Self-folding using capillary forces

Abstract

Self-folding broadly refers to the assembly of 3D structures by bending, curving, and folding without the need for manual or mechanized intervention. Self-folding is scientifically interesting because examples of self-folded structures, from plant leaves to gut villi to cerebral gyri, abound in nature. From an engineering and technological perspective, self-folding of sub-millimeter-sized structures addresses major hurdles in nano- and micromanufacturing. At these size scales, it is prohibitively difficult to assemble 3D structures using conventional probes in a scalable, cost-effective, and mass-producible manner. This review focuses on self-folding using surface tension or capillary forces derived from the minimization of liquid interfacial area.
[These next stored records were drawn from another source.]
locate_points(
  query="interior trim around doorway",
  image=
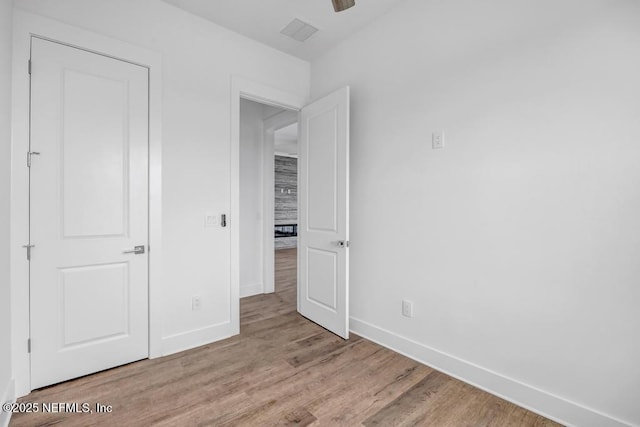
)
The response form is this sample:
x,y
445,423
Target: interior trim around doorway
x,y
26,26
270,125
253,91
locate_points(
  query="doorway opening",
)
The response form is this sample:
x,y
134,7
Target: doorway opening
x,y
268,212
323,202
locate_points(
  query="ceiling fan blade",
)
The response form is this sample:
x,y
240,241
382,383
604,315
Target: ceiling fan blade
x,y
340,5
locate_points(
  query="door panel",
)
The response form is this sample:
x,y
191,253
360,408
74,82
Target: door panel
x,y
323,175
88,195
88,156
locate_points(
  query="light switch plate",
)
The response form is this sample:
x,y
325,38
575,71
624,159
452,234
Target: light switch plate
x,y
210,220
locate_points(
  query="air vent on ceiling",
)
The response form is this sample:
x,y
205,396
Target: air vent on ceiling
x,y
299,30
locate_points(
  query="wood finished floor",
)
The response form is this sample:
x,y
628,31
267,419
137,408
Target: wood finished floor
x,y
282,370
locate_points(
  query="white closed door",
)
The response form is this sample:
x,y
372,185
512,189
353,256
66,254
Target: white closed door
x,y
323,230
88,209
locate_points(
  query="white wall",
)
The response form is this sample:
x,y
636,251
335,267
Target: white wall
x,y
251,115
518,243
6,8
199,59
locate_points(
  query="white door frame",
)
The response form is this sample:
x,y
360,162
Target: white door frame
x,y
270,125
253,91
25,26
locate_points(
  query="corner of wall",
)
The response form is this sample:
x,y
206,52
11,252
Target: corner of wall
x,y
541,402
8,396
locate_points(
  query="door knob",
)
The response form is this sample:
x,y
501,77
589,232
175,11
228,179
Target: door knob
x,y
136,250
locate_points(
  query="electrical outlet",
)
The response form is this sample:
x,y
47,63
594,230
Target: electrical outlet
x,y
437,140
407,308
196,303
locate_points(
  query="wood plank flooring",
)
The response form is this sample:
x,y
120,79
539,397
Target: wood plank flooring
x,y
282,370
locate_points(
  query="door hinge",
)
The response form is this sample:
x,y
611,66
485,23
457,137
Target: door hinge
x,y
28,248
29,155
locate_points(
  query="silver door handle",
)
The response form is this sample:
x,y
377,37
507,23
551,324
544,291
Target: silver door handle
x,y
136,250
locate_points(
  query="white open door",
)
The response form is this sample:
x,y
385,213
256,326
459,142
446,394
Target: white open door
x,y
323,230
88,196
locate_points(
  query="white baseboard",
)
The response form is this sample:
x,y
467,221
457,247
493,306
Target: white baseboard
x,y
538,401
8,395
196,338
250,290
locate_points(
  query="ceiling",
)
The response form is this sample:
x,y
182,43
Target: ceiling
x,y
286,140
262,20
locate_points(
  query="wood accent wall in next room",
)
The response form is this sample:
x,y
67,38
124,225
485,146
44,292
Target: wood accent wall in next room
x,y
286,201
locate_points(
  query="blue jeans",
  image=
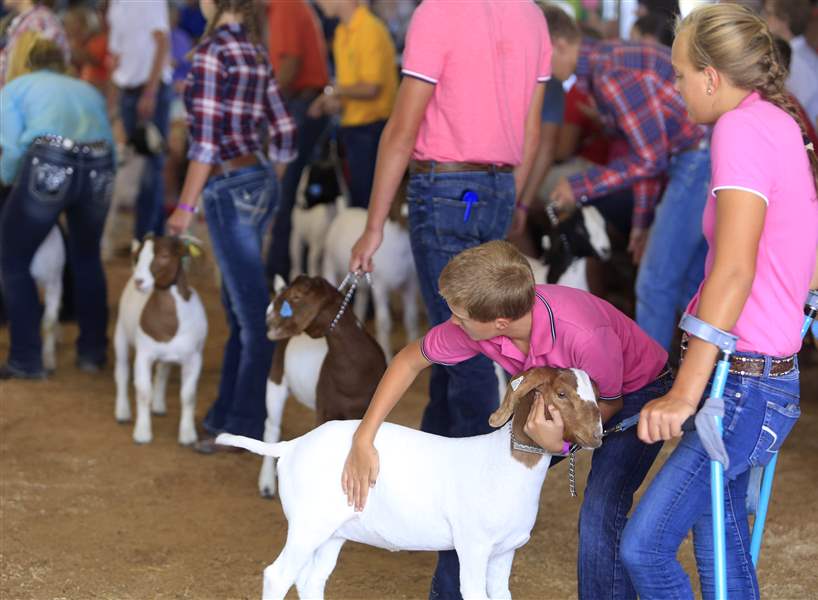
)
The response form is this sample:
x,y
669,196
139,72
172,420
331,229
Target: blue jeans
x,y
461,397
238,208
673,265
150,203
361,151
309,132
52,180
759,413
Due to favorable downscaling with length, at small scales capillary forces become extremely large relative to forces that scale with volume, such as gravity or inertia, and to forces that scale with area, such as elasticity. We discuss the major demonstrated classes of capillary force assisted self-folding. These classes include the use of rigid or soft and micro- or nanopatterned precursors that are assembled using a variety of liquids such as water, molten polymers, and liquid metals. We outline the underlying physics and highlight important design considerations that maximize rigidity, strength, and yield of the assembled structures. We also discuss applications of capillary self-folding structures in engineering and medicine. Finally, we conclude by summarizing standing challenges and describing future trends.